A second problem is that statistical analyses often employed in the applied sciences are inherently flawed from a decision-making standpoint. A primary problem here is the focus on null hypothesis statistical testing (i.e. p values < 0.05 used for accept-or-reject-hypothesis conclusions), which has been termed “dichotomania”. The issue is that we should never conclude ‘no difference’ or ‘no relationship’ in an intervention simply because a p value is above a given threshold of “statistical significance” [13]. Instead, p values simply indicate how probable an effect is and should be considered just one of several decision-making criterions. It can be argued that magnitude-based statistics such as effect sizes and confidence intervals are potentially more valuable for deciding whether, e.g. the adaptation to a training intervention is likely more than just measurement variability and biologically meaningful [13, 14]. Moreover, when interpreting research findings, one should also look at individual effects via graphs that present data points for each participant, as there may be responders and non-responders [15,16,17,18]. We know for example, that the adaptation to the same endurance [19, 20] or resistance training [21, 22] varies greatly and so, e.g. a training might trigger the desired adaptation only in some individuals but not in others.

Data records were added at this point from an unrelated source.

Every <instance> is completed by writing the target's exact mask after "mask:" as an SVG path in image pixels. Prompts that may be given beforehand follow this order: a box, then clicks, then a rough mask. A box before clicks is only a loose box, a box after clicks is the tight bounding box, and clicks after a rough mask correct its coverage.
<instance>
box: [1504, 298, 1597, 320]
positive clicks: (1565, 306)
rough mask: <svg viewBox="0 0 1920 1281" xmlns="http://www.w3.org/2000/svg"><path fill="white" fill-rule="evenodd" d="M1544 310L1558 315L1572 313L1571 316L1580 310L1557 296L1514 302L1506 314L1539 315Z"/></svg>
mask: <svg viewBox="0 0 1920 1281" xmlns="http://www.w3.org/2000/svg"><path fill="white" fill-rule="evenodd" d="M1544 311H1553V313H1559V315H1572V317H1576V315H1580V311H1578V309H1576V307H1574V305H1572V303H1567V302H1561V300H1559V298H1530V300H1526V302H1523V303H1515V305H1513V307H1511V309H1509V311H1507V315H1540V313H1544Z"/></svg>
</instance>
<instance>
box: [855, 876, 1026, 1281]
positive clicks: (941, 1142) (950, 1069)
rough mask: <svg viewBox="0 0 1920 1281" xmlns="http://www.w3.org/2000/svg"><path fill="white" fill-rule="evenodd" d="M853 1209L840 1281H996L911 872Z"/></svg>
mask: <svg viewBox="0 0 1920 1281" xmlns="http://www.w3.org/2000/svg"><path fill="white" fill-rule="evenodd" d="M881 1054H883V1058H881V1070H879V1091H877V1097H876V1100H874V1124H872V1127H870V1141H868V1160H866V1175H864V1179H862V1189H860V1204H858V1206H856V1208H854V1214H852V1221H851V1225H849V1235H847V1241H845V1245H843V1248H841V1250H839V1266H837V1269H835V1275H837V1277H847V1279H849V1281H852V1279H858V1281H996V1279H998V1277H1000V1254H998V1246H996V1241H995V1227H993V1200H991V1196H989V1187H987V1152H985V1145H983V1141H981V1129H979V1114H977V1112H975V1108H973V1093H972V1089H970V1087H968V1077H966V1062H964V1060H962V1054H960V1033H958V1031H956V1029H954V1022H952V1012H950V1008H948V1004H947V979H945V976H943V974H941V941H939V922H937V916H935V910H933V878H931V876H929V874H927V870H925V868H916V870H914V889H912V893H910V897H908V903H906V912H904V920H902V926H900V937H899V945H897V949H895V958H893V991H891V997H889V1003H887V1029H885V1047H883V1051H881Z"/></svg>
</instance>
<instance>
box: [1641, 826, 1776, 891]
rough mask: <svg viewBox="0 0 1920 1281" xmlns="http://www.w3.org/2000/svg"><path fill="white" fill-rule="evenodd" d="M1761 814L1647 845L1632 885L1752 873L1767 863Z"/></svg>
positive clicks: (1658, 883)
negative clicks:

A third point is the research-based focus on hypotheses because a hypothesis is essentially a subjective statement of the outcome of an experiment before the actual experiment is conducted and so arguably, a hypothesis introduces bias. Despite these obvious flaws and even though few current papers in esteemed journals such as Nature, Science or Cell appear to state hypotheses, they have nonetheless turned into a dogma of scientific theory. David Glass has questioned the use of hypotheses and Popper’s falsification idea; instead of hypotheses, he recommends open research questions, as open questions are not only less biased but also more intuitive than hypotheses [23]. This is a controversial point.
A fourth issue is that the volume of evidence or specifically the number of publications is large for many treatment decisions [10]. For example, a Pubmed search for “exercise” and “training” revealed 461,115 publications as of May 2021, which are beyond the reading capacity of a sole individual. However, systematic searches for specific keywords can generally reduce the number of publications to a manageable level. In addition, systematic reviews and meta-analyses can help to synthesize the results of many studies related to specific interventions. There are caveats, however, as meta-analyses may pool data from studies of variable study quality. Consequently, conclusions from such analyses are only as good as the quality of the included individual studies. Thus, evidence-based practitioners should avoid treating systematic reviews and meta-analyses as scientific truths. Rather, it is essential to critically assess whether they have been well-conducted and whether the population, intervention, controls and outcomes are similar as in the planned intervention about which we wish to learn.